You can become trapped in a cycle where you’re always upside down on your next car. If you’re going to trade in, make a larger down payment. Look for trade-in incentives to reduce what you owe.
Use Gap Insurance
Gap insurance covers the difference between your car’s value and your loan balance. It only applies if your car is stolen or totaled. You’re protected from owing money on a car you no longer have.
Gap insurance usually only applies to newer vehicles. It’s sometimes included when financing through a dealership.
Consider Bankruptcy
If your upside down loan is just one of several financial problems, Chapter 7 bankruptcy may be worth exploring. You should especially consider it if you’re missing credit card or medical bill payments. You may also benefit if you have a wage garnishment order against you or you’re facing a debt collection lawsuit.

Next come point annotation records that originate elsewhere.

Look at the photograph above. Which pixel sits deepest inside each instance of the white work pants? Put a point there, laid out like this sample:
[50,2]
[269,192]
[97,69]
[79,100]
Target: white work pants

Depending on your situation, Chapter 7 bankruptcy could help discharge your responsibility for the auto loan. In some cases, you might keep the car with more affordable payments.
How To Avoid Negative Equity in the Future
You can prevent being upside down on your next car loan. Make a larger down payment of at least 20% if possible. Choose shorter loan terms of 48 months or less. Shop around for the lowest interest rate available for your credit score.
Buy a car that holds its value well. Research models with strong resale values. Avoid rolling negative equity into a new loan. Keep your car well-maintained to preserve its value.